You can also provide local models (or compatible Huggingface HUB models) to initialize the segmenter model weights, by providing the uri_model and uri_tokenizer arguments, as depicted in the exemple below. Remember that BERT models often have their own tokenizer built-in, wheres LSTM models do not. Therefore, providing a tokenizer model for LSTM models is a requirement, whereas for BERT models is optional.

segmenter_bert = segmentador.BERTSegmenter(
    uri_model="<path_to_local_model_or_hf_hub_model_name>",
    uri_tokenizer=None,
)

segmenter_lstm = segmentador.LSTMSegmenter(
    uri_model="<path_to_local_model>",
    uri_tokenizer="<path_to_model_tokenizer>",
)

Noise subsegment removal

Tokens are classified as one out of 4 available classes: No-op (0), Segment (1), Noise Start (2), and Noise End (3).

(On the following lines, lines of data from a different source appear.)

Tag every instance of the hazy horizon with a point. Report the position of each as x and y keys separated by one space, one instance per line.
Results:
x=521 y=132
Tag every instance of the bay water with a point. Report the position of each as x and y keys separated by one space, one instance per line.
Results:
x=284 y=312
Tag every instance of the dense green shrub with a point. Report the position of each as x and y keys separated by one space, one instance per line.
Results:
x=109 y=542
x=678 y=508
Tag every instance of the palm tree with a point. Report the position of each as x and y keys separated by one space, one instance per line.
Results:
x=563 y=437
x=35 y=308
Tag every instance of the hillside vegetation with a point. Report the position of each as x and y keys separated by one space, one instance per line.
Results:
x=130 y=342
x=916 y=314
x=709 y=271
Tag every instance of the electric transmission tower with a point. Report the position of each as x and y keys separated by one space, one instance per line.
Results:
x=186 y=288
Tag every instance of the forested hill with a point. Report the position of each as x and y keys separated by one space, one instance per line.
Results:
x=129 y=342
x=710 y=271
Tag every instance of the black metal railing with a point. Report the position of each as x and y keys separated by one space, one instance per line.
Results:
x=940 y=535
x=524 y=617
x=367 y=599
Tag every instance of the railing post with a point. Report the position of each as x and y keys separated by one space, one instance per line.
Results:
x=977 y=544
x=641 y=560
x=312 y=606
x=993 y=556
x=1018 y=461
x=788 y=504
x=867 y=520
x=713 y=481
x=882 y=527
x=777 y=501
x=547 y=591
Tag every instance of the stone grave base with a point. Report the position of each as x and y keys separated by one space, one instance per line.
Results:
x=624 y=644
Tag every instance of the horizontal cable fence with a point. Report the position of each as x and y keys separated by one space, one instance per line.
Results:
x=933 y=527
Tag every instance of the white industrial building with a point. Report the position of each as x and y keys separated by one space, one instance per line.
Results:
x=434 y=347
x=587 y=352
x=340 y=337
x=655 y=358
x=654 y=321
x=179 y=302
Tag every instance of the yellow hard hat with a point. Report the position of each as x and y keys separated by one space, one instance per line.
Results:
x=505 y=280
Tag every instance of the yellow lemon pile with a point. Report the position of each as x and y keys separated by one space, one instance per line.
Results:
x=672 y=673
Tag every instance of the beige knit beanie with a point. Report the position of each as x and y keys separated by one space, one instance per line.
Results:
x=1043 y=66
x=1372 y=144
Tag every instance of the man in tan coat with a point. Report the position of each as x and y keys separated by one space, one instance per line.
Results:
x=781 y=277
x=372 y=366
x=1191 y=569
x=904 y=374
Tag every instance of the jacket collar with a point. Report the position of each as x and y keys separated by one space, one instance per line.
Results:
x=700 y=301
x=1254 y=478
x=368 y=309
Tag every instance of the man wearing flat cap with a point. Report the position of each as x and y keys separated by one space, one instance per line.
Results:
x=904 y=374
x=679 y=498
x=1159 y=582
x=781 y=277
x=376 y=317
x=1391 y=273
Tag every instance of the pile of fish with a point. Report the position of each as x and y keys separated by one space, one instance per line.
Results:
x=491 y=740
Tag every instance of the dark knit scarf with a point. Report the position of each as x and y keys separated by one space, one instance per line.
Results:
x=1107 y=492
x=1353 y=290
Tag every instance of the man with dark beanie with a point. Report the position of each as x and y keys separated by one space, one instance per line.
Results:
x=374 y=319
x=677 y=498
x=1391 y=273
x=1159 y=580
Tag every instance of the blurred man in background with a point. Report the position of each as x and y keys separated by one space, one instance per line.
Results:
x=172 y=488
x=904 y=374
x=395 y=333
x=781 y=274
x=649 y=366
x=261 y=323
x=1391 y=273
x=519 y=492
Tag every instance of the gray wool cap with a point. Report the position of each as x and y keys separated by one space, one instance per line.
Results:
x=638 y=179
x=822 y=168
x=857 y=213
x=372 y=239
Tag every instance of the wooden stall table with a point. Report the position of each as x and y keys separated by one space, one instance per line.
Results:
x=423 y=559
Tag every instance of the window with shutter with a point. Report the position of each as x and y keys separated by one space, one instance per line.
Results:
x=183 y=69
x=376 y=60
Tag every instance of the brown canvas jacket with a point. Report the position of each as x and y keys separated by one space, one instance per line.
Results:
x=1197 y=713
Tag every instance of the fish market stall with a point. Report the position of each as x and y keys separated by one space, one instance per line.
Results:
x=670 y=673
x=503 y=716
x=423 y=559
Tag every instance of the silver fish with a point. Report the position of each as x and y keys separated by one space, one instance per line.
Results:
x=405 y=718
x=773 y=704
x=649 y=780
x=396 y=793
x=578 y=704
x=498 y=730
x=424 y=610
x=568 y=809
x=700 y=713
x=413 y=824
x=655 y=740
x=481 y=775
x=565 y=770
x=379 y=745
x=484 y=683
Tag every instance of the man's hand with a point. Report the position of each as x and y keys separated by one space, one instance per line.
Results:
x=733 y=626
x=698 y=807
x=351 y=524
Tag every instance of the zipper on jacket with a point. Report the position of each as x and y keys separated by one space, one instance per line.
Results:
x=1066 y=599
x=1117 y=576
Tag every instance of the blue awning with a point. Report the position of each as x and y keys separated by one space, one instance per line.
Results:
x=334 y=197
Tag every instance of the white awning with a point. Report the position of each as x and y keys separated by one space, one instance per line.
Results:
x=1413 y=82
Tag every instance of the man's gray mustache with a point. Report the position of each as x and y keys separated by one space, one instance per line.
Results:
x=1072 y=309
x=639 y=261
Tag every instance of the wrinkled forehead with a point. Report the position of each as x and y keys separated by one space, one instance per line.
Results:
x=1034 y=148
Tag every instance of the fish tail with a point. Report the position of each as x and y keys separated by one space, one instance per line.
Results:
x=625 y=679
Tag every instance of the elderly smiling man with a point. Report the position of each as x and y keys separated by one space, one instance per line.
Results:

Tokens in-between any pair of Noise Start (inclusive) and the closest Noise End or Segment (either exclusive) can be removed during the segmentation by using the argument remove_noise_subsegments=True to the segmenter model, as shown below:

seg_result = segmenter(sample_text, ..., remove_noise_subsegments=True)

Quantization in ONNX format

We provide support for models in ONNX format (and also functions to convert from pytorch to such format), which are highly optimized and also support weight quantization. We apply 8-bit dynamic quantization. Effects of quantization in segmenter models are analyzed in Optimization and Compression notebook.

First, in order to use models in ONNX format you need to install some optional dependencies, as shown in Installation section. Then, you need to create the ONNX quantized model using the segmentador.optimize subpackage API:

import segmentador.optimize

# Load BERT Torch model
segmenter_bert = segmentador.BERTSegmenter()

# Create ONNX BERT model
quantized_model_paths = segmentador.optimize.quantize_model(
    segmenter_bert,
    model_output_format="onnx",
    verbose=True,
)

Lastly, load the optimized models with appropriate classes from segmentador.optimize module. While the ONNX segmenter model configuration may differ from their standard (Torch format) version, its inference usage remains the same:

# Load ONNX model
segmenter_bert_quantized = segmentador.optimize.ONNXBERTSegmenter(
    uri_model=quantized_model_paths.output_uri,
    uri_tokenizer=segmenter_bert.tokenizer.name_or_path,
)

seg_result = segmenter_bert_quantized(sample_text, return_logits=True)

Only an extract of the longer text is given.